審神者と呪いの世界
「今日はかわいいお客さんをお迎えしての授業になりまーす! 拍手でお迎えしようね!」
担任の五条悟の言葉に、生徒の一人である釘崎野薔薇はげんなりとした表情を浮かべた。まだ呪術高専に入学して間も無く、悟との付き合いもあまりないが、それでも彼のいい加減さは十分に把握している。そんな彼の知り合いらしいお客さんも、きっと一癖も二癖もある人物なのだろうと当たりを付け、気が重くなったのだ。
「先生! かわいいお客さんって?」
「よくぞ聞いてくれたね、悠仁! 今日来てくれたお客さんは世界一かわいい女の子だよ!」
「おお、女の子!」
同級生の虎杖悠仁への返答に「お前のツレかよ」と野薔薇は更に苛立ちを募らせる。野薔薇の予想が当たっているのなら、職場に連れてくるような類の人物ではないはずだ。
額を抑え、ため息をつく。そのとき、もう一人の同級生である伏黒恵が、ソワソワと落ち着かない様子をしている事に気が付いた。
「何、あんた知ってるの?」
「ああ、まぁな」
普段クールぶってる恵が喜色を滲ませている。そんなに美人なのね、と野薔薇が小さく舌を打った。
その時、コンコンと、控えめなノックが響いた。
「ああ、ごめんね〜! もう入ってきていいよ!」
悟の言葉に、そろそろと教室のドアが開く。ひょこ、と控えめに覗いた顔の位置は驚くほど低い。
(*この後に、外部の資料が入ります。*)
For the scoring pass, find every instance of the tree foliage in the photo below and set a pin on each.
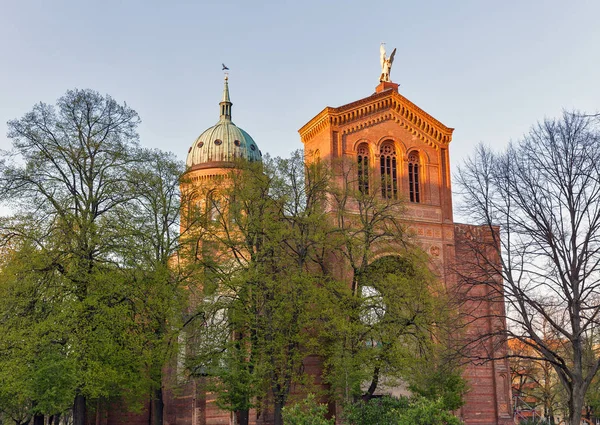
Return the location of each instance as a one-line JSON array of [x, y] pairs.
[[270, 242], [92, 228]]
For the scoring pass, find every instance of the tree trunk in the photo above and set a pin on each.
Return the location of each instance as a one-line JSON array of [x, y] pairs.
[[277, 411], [374, 381], [576, 405], [157, 407], [79, 410], [242, 417]]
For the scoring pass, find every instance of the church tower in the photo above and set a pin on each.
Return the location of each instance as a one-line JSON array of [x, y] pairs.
[[402, 152], [210, 161], [217, 149]]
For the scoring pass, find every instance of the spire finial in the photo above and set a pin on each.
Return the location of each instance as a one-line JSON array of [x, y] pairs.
[[225, 104]]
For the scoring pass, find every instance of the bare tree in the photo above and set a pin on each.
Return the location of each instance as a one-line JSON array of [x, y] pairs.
[[538, 203]]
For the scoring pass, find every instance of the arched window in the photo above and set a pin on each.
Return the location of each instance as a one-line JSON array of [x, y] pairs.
[[389, 176], [414, 187], [363, 168]]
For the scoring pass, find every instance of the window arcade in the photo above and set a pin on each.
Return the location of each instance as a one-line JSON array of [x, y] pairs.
[[389, 175], [414, 188], [363, 168]]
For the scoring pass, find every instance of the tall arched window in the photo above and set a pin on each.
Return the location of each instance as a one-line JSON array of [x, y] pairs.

予想と違った人物像に、野薔薇が「えっ」と驚きの声を上げる。
「えっと、失礼します」
ぺこ、と丁寧にお辞儀をして、小さな身体が教室に入ってくる。
ドアを閉め、屈んで両手を広げていた悟の元に駆けていく。腕の中に飛び込んで、きゅ、と首に手を回す。その小さな命を確かに受け止めて、悟がしっかりと抱えて立ち上がった。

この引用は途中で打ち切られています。